Uzun yazamayacağım, tahmin edeceğiniz üzere biraz sonra çıkıp Alsancak'a gideceğimden ve "direnGezi" eylemlerine katılacağımdan dolayı. Ama 31 Mayıs'ta başlayan bu süreç ve yapılan eylemler üzerine birkaç şey söylemeden edemeyeceğim.

Ben şahsım adına yazıyorum bunları. Haftasonu İzmir sınırları içinde olmadığımdan ancak Pazartesi günü eylemlere katılmaya başlayabildim. Fakat olan bitene elbette sosyal medya üzerinden ve eylemleri yayınlayan sayılı Tv kanalı aracılığıyla tanık oldum.

Gezi Parkı'nın sermayeye peşkeş çekilmemesi, bir şehrin insanlarının yaşam alanını savunması ile başlayan eylemleri, İstanbul'da olamasam da gönülden destekledim. Fakat polisin, barışçıl bir şekilde eylem yapan insanlara, normal şartlarda işleri o insanları korumak ve gözetmek iken sergilediği tavır gerçekten akıl alır gibi değildi. Parkta çadır kurup kitap okuyan insanların çadırlarının yakılması, eşyalarına zarar verilmesi ve açıkça polis şiddetine maruz kalması, bu eyleme olan bakış açımı bir anda değiştirdi.

Şimdi Gezi Parkı ve onunla ilgili tüm eylemler, bu ülkede yıllardır bastırılan, kendi içinde fraksiyonlara ayrılmış olan halkın, bir sembolde birleşerek insani haklarının tümünü korumak ve hatta geri almak için verdiği teksesli mücadeledir benim için. Gezi Parkı, AKP hükümetinin ve en başta Recep Tayyip Erdoğan olmak üzere bu hükümetin ilerigelenlerinin, bu ülkenin insanlarını istedikleri gibi yönetemeyeceklerine dair direniştir benim için. "Diren Gezi parkı", insan olmanın azami ortak olduğu bir harekettir; dünkü eylemlerde gözümle gördüğüm, her tür siyasi düşünceden ve her sınıftan insanın, özgürlüğü için bir araya gelmesidir artık. MHP'liyi, CHP'liyi, sendikalıyı ve sendikaya üye olmayanı, sivil toplum kuruluşu üyelerini ve hiçbir gruba üye olmayanı, inançlıyı inançsızı bir aradaydı dün akşam, ben buna tanık oldum. Atılan sloganların ve bu sloganlar atılırken havaya kaldırılan ellerin yaptığı hareketlerin çeşitliliği, insanların eğer gerçekten isterlerse birlik olabileceğini gösterdi bana.

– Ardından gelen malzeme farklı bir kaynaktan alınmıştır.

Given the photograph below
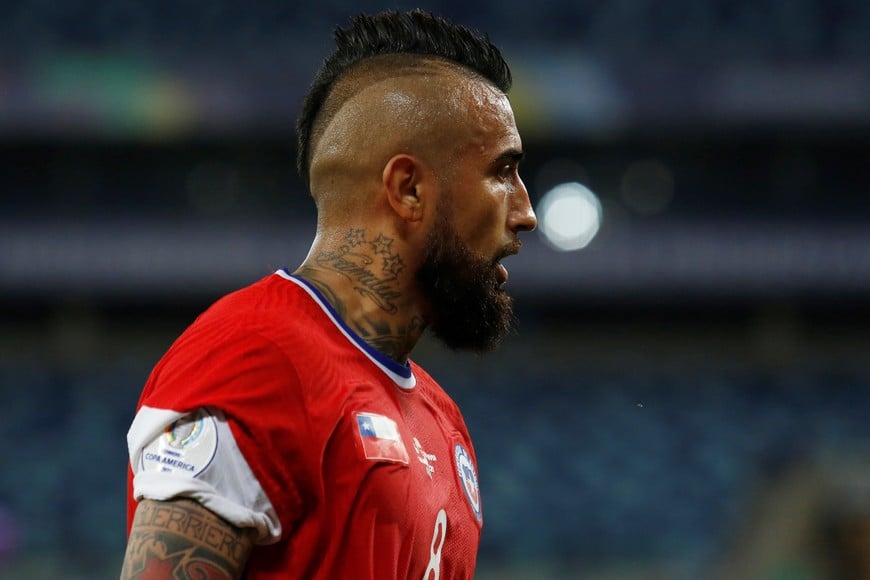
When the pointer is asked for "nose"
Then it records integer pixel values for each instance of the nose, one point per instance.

Evet, bu bir halk hareketidir. Gezi parkı direnişi, bizim neslimizin yalnızca bir grup için değil tüm toplum için insan haklarını, eşitliği, demokrasiyi, refahı savunmasıdır. Bu direniş, doğayı ve yaşam alanlarımızı korumanın yanında, tek adamlı siyasete, halkı yok sayan hükümete, bir polis devleti olmaya, medyanın otokratik kontrolüne hep birlikte karşı durmaktır.

İşte bu yüzden, bir şeyler değişene kadar, diren Türkiye. Şimdi eylem vakti.